Il trema rimane in agenda, ma ‘toccarlo’ significherebbe fare un torto al Movimento 5 Stelle e al suo nuovo capo politico, Giuseppe Conte, che già sulla riforma della giustizia aveva minacciato uno strappo (poi rientrato). I giochini e le strategie politiche ad alti livelli, però, non scalfiscono di un’unghia i difetti acclarati che questo strumento assistenzialista – presentato come una politica attiva del lavoro – ha dimostrato e si porta dietro. Come risulta dal sito del Ministero del Lavoro, “i beneficiari Rdc sono tenuti a svolgere Progetti Utili alla collettività (PUC) nel comune di residenza per almeno 8 ore settimanali, aumentabili fino a 16. I Comuni sono responsabili dei PUC e li possono attuare in collaborazione con altri soggetti”. Le attività – non retribuite (ma comunque ripagate attraverso l’accreditamento dell’assegno mensile) – non devono però coinvolgere i beneficiari in lavori o opere pubbliche, né le persone coinvolte possono svolgere mansioni in sostituzione di personale dipendente dall’ente pubblico (o dell’ente gestore nel caso di esternalizzazione di servizi) o dal soggetto del privato sociale.
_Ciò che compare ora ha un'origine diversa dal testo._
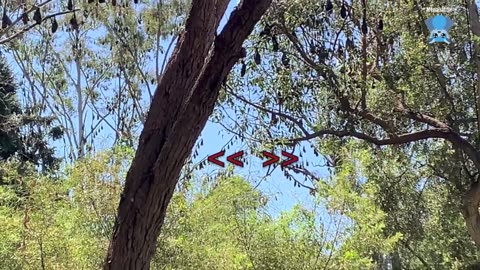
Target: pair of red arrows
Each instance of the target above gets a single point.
(274, 158)
(233, 158)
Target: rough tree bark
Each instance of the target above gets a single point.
(182, 103)
(471, 199)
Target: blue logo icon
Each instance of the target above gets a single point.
(438, 27)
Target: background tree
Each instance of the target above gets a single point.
(327, 73)
(22, 133)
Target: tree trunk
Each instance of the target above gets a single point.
(471, 201)
(182, 103)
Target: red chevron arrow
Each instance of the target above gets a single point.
(213, 158)
(272, 158)
(233, 159)
(292, 159)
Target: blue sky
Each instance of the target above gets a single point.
(215, 137)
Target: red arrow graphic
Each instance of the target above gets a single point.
(233, 159)
(292, 159)
(213, 158)
(272, 158)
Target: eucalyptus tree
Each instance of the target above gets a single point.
(332, 72)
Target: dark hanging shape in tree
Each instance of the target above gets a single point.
(275, 44)
(54, 25)
(380, 25)
(6, 22)
(343, 11)
(364, 27)
(73, 22)
(37, 16)
(328, 6)
(349, 44)
(285, 60)
(266, 31)
(25, 18)
(257, 57)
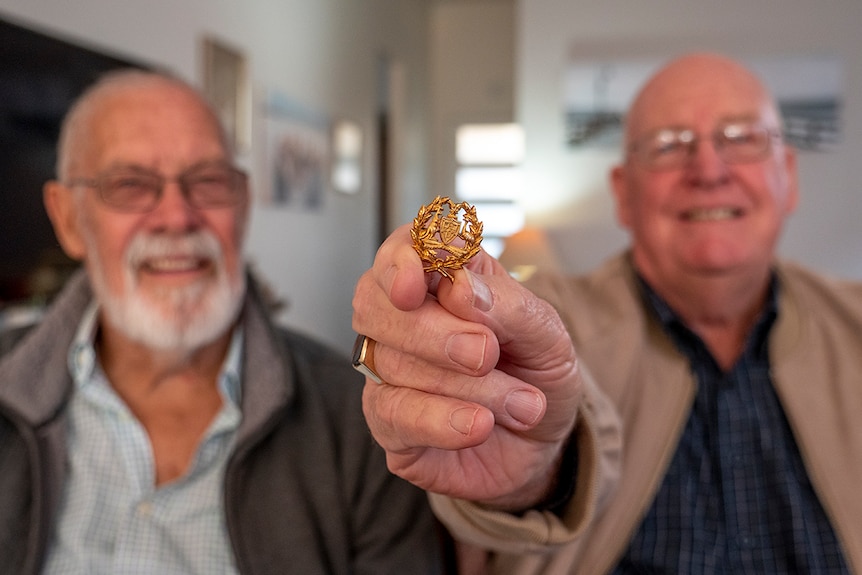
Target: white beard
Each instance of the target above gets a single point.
(177, 319)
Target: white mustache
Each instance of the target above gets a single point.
(200, 245)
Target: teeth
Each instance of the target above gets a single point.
(711, 214)
(172, 264)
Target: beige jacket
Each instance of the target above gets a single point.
(816, 351)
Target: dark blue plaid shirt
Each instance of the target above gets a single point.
(736, 498)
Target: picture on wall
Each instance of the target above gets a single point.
(808, 89)
(297, 155)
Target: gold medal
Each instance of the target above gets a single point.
(442, 240)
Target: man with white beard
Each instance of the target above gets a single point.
(156, 421)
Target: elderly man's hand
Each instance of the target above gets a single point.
(481, 379)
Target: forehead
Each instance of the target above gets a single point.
(699, 95)
(157, 125)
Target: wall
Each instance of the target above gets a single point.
(471, 72)
(565, 187)
(323, 54)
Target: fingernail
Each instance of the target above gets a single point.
(461, 420)
(467, 349)
(482, 298)
(524, 406)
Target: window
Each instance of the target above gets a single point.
(489, 177)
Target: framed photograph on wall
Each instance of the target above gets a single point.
(227, 85)
(297, 154)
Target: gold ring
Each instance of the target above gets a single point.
(363, 357)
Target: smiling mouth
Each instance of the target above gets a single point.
(174, 264)
(711, 214)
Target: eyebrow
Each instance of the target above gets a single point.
(140, 168)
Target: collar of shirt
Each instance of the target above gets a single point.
(690, 343)
(83, 364)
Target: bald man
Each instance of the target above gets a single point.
(690, 407)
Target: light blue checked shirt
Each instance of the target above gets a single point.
(112, 518)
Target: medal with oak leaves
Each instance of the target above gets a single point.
(443, 240)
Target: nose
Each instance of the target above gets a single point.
(173, 211)
(705, 167)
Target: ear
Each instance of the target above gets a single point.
(620, 188)
(62, 209)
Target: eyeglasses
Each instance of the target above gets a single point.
(213, 185)
(672, 148)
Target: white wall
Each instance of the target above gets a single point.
(472, 56)
(322, 54)
(566, 187)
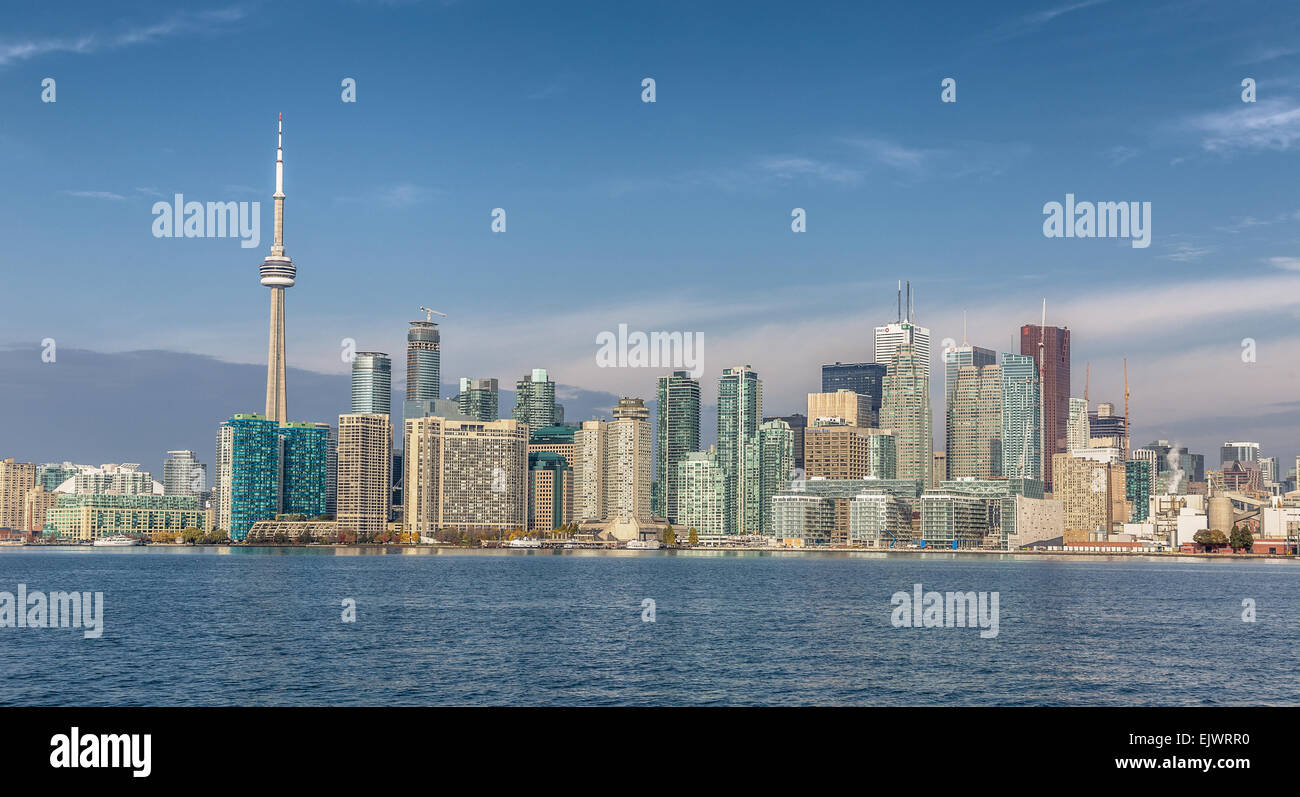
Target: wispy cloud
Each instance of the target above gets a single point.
(13, 50)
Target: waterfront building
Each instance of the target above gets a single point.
(906, 411)
(364, 473)
(372, 382)
(1054, 343)
(740, 406)
(183, 473)
(16, 480)
(677, 434)
(863, 378)
(1022, 419)
(974, 416)
(534, 401)
(768, 467)
(550, 492)
(477, 398)
(464, 475)
(843, 451)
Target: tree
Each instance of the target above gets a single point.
(1242, 538)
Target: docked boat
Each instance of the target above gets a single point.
(116, 541)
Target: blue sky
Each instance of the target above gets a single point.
(672, 215)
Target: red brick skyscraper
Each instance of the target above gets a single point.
(1056, 386)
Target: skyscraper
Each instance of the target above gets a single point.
(424, 360)
(677, 431)
(534, 399)
(975, 421)
(479, 399)
(740, 405)
(1022, 424)
(1054, 364)
(183, 473)
(906, 411)
(364, 476)
(372, 382)
(277, 273)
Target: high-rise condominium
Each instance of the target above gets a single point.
(975, 421)
(677, 429)
(424, 362)
(956, 358)
(464, 475)
(183, 473)
(372, 382)
(906, 411)
(863, 378)
(740, 406)
(1054, 363)
(16, 480)
(477, 398)
(277, 273)
(364, 476)
(1022, 424)
(768, 463)
(534, 399)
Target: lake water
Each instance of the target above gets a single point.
(191, 626)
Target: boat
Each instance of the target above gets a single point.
(116, 540)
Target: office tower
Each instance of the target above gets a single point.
(1054, 365)
(464, 475)
(906, 411)
(740, 405)
(183, 473)
(677, 434)
(424, 360)
(277, 273)
(975, 421)
(477, 398)
(863, 378)
(550, 492)
(1092, 494)
(701, 494)
(1105, 428)
(534, 399)
(768, 464)
(1078, 429)
(954, 359)
(16, 480)
(372, 382)
(843, 451)
(589, 471)
(628, 464)
(247, 484)
(364, 475)
(1022, 424)
(35, 505)
(797, 423)
(125, 479)
(1138, 488)
(849, 407)
(1239, 451)
(303, 468)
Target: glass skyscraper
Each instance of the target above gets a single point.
(372, 382)
(676, 434)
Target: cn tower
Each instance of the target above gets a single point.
(277, 273)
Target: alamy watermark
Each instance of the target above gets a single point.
(947, 610)
(651, 350)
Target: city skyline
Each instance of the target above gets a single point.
(1184, 313)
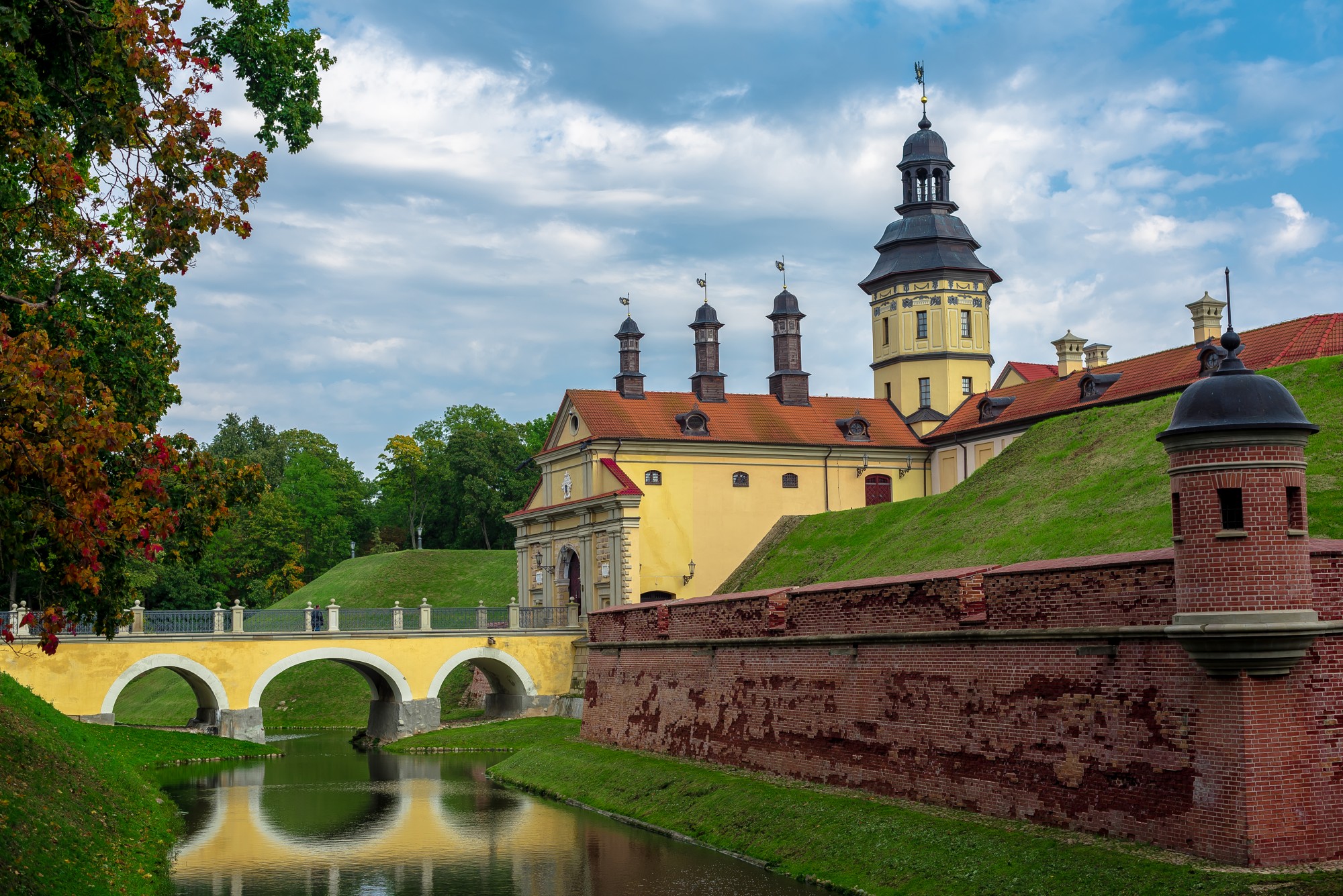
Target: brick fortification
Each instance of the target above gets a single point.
(1191, 697)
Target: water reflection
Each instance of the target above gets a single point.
(327, 820)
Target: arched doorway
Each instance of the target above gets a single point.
(878, 487)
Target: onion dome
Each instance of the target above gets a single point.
(1236, 399)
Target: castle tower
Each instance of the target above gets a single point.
(929, 294)
(629, 383)
(789, 381)
(707, 381)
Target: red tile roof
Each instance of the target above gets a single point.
(1029, 372)
(741, 419)
(1313, 337)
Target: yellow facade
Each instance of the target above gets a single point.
(935, 330)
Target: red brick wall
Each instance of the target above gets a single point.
(1142, 745)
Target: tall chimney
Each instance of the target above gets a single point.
(789, 381)
(1208, 318)
(707, 381)
(1070, 349)
(1098, 354)
(629, 383)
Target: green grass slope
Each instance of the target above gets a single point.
(76, 815)
(1086, 483)
(445, 579)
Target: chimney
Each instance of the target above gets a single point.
(707, 381)
(789, 381)
(1098, 354)
(1070, 349)
(1208, 318)
(629, 383)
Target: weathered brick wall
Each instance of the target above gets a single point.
(1140, 745)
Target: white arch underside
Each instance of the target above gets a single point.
(365, 662)
(522, 681)
(202, 681)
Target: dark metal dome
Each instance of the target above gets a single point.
(926, 145)
(786, 303)
(1234, 399)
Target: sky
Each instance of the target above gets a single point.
(492, 176)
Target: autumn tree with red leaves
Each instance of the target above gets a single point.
(111, 172)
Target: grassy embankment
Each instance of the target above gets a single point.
(852, 840)
(1091, 482)
(330, 694)
(76, 813)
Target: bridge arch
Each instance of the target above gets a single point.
(210, 693)
(386, 682)
(504, 673)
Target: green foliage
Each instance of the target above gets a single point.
(76, 815)
(852, 840)
(1091, 482)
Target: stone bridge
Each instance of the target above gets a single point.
(229, 656)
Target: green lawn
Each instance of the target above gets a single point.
(848, 839)
(1091, 482)
(445, 579)
(76, 813)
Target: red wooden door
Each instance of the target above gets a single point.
(879, 489)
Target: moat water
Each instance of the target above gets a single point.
(327, 820)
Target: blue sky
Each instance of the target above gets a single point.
(491, 176)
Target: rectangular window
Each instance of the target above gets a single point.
(1234, 509)
(1295, 510)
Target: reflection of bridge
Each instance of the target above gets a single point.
(229, 670)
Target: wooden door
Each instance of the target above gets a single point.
(879, 489)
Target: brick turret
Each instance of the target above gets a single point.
(629, 383)
(707, 381)
(789, 381)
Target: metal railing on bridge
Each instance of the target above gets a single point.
(240, 620)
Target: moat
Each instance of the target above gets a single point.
(328, 820)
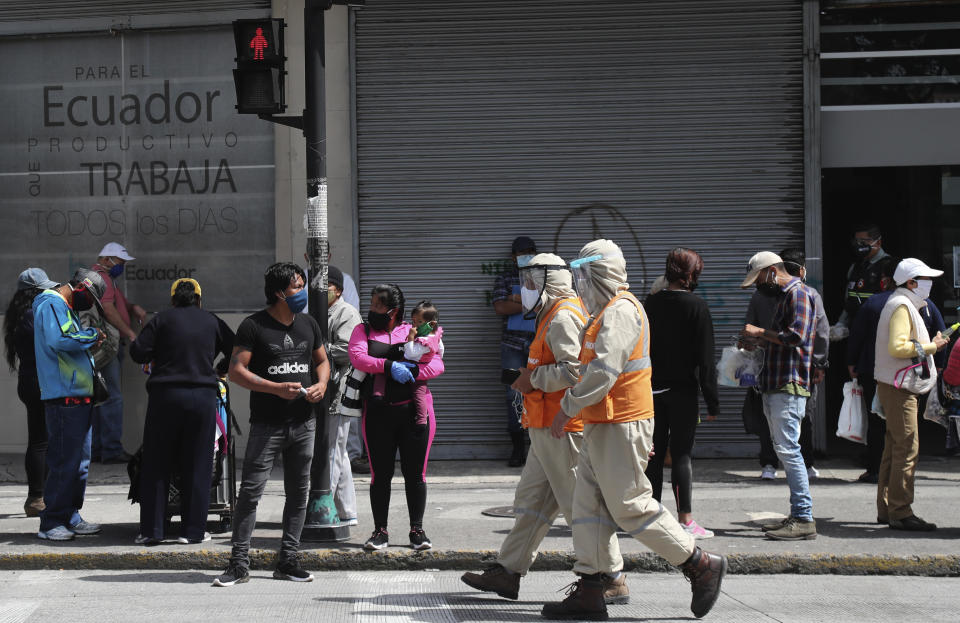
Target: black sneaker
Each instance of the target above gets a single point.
(378, 540)
(235, 574)
(290, 570)
(419, 539)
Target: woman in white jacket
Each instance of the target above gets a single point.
(904, 369)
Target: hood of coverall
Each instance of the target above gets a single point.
(607, 275)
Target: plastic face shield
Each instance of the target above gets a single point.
(583, 280)
(535, 278)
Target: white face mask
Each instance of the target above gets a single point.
(923, 288)
(529, 298)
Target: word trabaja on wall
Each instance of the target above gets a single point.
(135, 138)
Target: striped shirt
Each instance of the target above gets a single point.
(794, 321)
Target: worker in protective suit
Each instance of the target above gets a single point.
(550, 474)
(615, 401)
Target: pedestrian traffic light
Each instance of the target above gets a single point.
(258, 77)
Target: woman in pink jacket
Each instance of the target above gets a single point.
(389, 413)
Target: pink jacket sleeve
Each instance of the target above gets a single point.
(358, 353)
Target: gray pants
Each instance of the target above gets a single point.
(354, 442)
(341, 476)
(294, 441)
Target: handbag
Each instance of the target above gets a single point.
(106, 351)
(916, 378)
(100, 391)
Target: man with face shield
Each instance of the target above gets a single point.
(614, 398)
(863, 277)
(550, 474)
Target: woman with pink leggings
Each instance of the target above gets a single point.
(389, 413)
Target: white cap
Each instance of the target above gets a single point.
(115, 249)
(764, 259)
(911, 268)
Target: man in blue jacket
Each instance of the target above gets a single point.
(65, 373)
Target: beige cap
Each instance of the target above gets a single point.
(764, 259)
(911, 268)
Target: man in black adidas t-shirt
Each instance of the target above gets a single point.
(279, 356)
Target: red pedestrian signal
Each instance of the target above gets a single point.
(259, 44)
(259, 76)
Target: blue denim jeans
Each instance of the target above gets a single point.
(784, 413)
(108, 417)
(513, 358)
(68, 461)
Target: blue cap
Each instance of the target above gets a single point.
(35, 278)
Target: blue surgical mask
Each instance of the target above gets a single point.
(297, 302)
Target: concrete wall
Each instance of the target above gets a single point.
(290, 202)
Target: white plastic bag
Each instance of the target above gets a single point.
(877, 407)
(852, 424)
(934, 411)
(739, 367)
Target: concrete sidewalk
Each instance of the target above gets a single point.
(729, 498)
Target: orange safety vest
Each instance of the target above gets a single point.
(540, 407)
(631, 397)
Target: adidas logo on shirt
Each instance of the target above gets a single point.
(289, 368)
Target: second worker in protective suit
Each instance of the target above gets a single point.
(550, 473)
(614, 398)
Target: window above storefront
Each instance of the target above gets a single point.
(880, 55)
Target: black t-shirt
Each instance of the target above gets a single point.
(681, 344)
(282, 354)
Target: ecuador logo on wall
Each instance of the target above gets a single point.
(134, 138)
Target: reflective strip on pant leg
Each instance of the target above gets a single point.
(529, 511)
(649, 522)
(596, 520)
(637, 364)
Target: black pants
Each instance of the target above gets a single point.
(293, 441)
(387, 429)
(675, 425)
(177, 438)
(35, 459)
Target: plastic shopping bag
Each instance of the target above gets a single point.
(877, 407)
(739, 367)
(934, 411)
(853, 417)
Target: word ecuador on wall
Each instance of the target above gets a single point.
(135, 138)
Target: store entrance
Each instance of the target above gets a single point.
(918, 212)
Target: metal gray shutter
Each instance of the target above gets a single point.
(656, 124)
(24, 10)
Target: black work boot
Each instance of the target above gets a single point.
(519, 456)
(496, 579)
(705, 572)
(584, 601)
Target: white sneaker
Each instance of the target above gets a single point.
(185, 541)
(696, 530)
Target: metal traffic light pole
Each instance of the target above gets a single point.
(322, 523)
(259, 84)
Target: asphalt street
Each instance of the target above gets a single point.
(440, 597)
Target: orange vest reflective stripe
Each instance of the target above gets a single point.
(540, 407)
(631, 397)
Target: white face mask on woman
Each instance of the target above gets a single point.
(529, 298)
(923, 288)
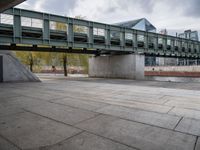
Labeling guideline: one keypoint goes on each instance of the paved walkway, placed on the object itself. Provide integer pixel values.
(99, 114)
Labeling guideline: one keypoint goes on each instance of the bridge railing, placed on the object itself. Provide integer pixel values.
(18, 26)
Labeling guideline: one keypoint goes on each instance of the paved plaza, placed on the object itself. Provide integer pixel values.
(99, 114)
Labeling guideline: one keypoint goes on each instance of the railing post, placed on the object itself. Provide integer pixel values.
(108, 37)
(17, 26)
(70, 33)
(46, 29)
(122, 39)
(90, 35)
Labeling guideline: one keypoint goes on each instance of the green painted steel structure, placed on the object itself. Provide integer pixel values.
(40, 29)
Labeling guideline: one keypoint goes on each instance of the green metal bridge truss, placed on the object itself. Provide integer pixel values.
(35, 31)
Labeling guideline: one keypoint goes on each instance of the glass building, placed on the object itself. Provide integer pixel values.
(188, 34)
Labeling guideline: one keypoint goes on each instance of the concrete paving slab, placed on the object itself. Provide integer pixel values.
(21, 102)
(65, 114)
(187, 98)
(40, 94)
(87, 141)
(84, 104)
(156, 119)
(198, 144)
(138, 135)
(5, 145)
(191, 126)
(31, 131)
(139, 105)
(6, 111)
(187, 113)
(181, 104)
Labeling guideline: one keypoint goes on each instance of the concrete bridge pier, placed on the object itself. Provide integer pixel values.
(11, 69)
(130, 66)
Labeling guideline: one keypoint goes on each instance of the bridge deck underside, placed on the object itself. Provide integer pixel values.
(26, 27)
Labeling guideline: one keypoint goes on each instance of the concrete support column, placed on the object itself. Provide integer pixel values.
(117, 66)
(12, 70)
(164, 61)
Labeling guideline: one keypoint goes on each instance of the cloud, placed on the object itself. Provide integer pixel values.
(193, 8)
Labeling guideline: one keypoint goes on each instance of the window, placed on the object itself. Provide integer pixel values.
(31, 22)
(6, 19)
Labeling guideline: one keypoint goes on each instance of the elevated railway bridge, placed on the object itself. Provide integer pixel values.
(121, 50)
(19, 27)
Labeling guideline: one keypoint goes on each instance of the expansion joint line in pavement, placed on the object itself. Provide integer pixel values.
(13, 144)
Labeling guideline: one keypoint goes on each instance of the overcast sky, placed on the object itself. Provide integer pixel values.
(170, 14)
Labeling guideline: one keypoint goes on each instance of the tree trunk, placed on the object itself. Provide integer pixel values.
(65, 64)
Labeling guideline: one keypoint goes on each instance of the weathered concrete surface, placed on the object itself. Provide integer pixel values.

Per esempio, una persona con competenze acquisite nell’ambito dell’assistenza domiciliare alle persone anziane non può “sostituirsi” a un operatore qualificato, ma, eventualmente, potrà costituire un supporto per un potenziamento del servizio.

In altre regioni ci si riesce; ma in Sicilia questo non avviene dato che, dall’ultima rilevazione di Ketty Damante, una deputata regionale del Movimento 5 Stelle, risulta che solo il 38% dei Comuni siciliani abbiano attivato i progetti. Mentre 240 (su 390) non l’hanno ancora fatto. Gli strumenti ci sono: quella che manca, forse, è la volontà politica (ci sarebbe da pagare soltanto l’assicurazione obbligatoria). O la sensibilità culturale, dato che occuparsi del verde pubblico, della manutenzione di strade o cimiteri, della cura delle bambinopoli, eccetera, costituirebbe un’occasione anche per le singole realtà locali, e non solo per i percettori del Reddito, che si troverebbero qualcosa da fare. In alcune città importanti come Palermo, Siracusa e Agrigento nessun PUC risulta attivato. Va meglio a Catania, dove fra PUC attivi o disponibili se ne contano 48. Uno di essi si chiama “Catania vi accoglie”, ed è gestito dall’ufficio turismo del Comune: si occupa di attività di accompagnamento, orientamento e informazione per i turisti che arrivano in città, allo scopo di rilevare la loro customer satisfaction (la soddisfazione del consumatore del servizio). Un altro, “Sicuri a scuola”, si è concluso lo scorso giugno e ha garantito un valido sostegno alla polizia municipale nelle ore di entrate e di uscita dalle scuole.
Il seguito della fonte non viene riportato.